Второй день столица Пруссии Кёнигсберг охвачен беспорядками. В том, что это дело рук нацистов, сомнений не было. Российские военные, в полном соответствии с мандатом Лиги Наций, взяли под охрану наиболее значимые городские объекты, все места, где работали и проживали иностранные граждане, полностью перекрыли дорогу от Кёнигсберга к военно-морской базе Пилау. Но в местные разборки русские не лезли: в своих делах разбирайтесь, немцы, сами! Разберёмся, бодро рапортовал начальник прусской полиции. Вот подтянем резервы из других городов и разберёмся!
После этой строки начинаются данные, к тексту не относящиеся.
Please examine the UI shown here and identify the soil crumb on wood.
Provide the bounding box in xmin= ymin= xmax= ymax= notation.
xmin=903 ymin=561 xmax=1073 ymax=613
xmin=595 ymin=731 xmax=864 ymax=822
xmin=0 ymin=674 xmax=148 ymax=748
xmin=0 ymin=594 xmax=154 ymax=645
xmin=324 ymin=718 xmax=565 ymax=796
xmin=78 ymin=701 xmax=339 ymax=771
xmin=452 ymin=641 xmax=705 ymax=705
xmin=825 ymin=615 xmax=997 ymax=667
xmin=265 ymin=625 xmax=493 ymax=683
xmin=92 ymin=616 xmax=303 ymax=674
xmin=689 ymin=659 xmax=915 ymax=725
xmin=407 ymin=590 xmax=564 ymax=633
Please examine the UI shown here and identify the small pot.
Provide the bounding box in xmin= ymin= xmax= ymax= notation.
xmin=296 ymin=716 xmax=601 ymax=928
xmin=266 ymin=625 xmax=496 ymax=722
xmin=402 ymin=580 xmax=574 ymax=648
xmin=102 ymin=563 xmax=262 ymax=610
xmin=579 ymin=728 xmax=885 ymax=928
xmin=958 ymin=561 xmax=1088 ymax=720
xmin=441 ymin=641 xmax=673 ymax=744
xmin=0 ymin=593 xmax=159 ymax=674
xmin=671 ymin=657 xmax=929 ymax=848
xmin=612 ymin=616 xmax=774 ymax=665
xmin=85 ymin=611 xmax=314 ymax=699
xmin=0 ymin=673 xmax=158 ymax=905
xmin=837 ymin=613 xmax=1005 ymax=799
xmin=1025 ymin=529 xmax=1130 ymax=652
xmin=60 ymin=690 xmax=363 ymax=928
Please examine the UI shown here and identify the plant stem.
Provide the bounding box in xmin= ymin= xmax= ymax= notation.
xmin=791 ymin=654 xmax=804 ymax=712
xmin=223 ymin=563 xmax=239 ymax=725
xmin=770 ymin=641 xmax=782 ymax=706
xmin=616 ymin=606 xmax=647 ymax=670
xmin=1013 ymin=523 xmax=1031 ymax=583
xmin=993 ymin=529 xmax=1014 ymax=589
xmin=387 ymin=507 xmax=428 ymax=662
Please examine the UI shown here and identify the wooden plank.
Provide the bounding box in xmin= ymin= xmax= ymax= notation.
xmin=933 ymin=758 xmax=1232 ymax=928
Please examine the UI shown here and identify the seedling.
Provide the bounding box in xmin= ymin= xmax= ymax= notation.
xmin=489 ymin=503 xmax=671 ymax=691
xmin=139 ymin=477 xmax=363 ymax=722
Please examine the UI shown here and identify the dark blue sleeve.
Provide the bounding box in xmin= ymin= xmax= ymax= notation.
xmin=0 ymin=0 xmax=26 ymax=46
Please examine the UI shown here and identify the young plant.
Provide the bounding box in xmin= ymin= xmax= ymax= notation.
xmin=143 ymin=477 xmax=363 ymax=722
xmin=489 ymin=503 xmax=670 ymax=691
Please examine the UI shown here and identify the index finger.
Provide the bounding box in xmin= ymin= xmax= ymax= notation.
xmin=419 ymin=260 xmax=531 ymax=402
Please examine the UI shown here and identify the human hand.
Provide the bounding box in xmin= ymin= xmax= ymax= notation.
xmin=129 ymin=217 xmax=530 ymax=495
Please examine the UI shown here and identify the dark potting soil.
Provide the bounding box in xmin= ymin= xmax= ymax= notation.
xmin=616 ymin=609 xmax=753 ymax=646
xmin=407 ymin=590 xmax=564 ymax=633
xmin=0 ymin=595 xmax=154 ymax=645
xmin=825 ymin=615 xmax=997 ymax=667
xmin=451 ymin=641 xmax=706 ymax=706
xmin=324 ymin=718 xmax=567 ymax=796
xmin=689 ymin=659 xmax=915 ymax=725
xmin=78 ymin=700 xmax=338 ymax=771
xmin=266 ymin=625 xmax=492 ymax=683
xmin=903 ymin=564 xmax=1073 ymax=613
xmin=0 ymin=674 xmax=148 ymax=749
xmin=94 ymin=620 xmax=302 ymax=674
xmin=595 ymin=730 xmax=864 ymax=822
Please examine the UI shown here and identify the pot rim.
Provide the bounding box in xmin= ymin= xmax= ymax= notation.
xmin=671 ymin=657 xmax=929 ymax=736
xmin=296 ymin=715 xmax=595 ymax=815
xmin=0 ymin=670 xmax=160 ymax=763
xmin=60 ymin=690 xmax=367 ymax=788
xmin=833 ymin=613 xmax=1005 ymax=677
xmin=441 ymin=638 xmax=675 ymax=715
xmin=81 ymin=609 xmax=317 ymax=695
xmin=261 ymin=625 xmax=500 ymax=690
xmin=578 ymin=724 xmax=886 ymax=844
Истинный ариец, член НСДАП с 1930 года, штурмовик СА – «Ночь длинных ножей» была ещё впереди – Хорст Лемке, прячась за углом пакгауза на одной из железнодорожных станций Данцига, наблюдал за погрузкой специального полицейского подразделения. Когда двери вагонов закрылись, и машинист паровоза, дав свисток, тронул состав с места, Лемке докурил папиросу, затушил окурок и направился в сторону станционного здания, где испросил разрешения сделать один телефонный звонок.

– Только недолго, – буркнул дежурный, пододвигая в сторону Лемке телефонный аппарат.

– Всего несколько слов, – заверил Лемке и не обманул. «Гвозди отгружены» – это всё, что он сказал в трубку.


Когда, примерно через полчаса (пока сообщение гуляло по инстанциям внутри Данцига, пока оно передавалось в Кёнигсберг…), про «отгружённые гвозди» доложили Коху, тот распорядился: «Пусть начинают!»


Существует множество способов захватить город. Самый продолжительный и нудный – это одержать победу на муниципальных выборах. Поэтому более нетерпеливые начинают с захвата мостов, почты и телеграфа. Штурмовики Коха решили начать с арсенала. Подъехали на четырёх грузовиках и потребовали впустить их на территорию особо охраняемого объекта. «Ребята, вы на экскурсию?» – спросил начальник караула, и, получив утвердительный ответ, велел открыть ворота.

Ну вот. Опять измена. Как это банально…

А начкар уже провёл «экскурсантов» в помещение, посреди которого громоздились длинные ящики, уложенные в штабеля.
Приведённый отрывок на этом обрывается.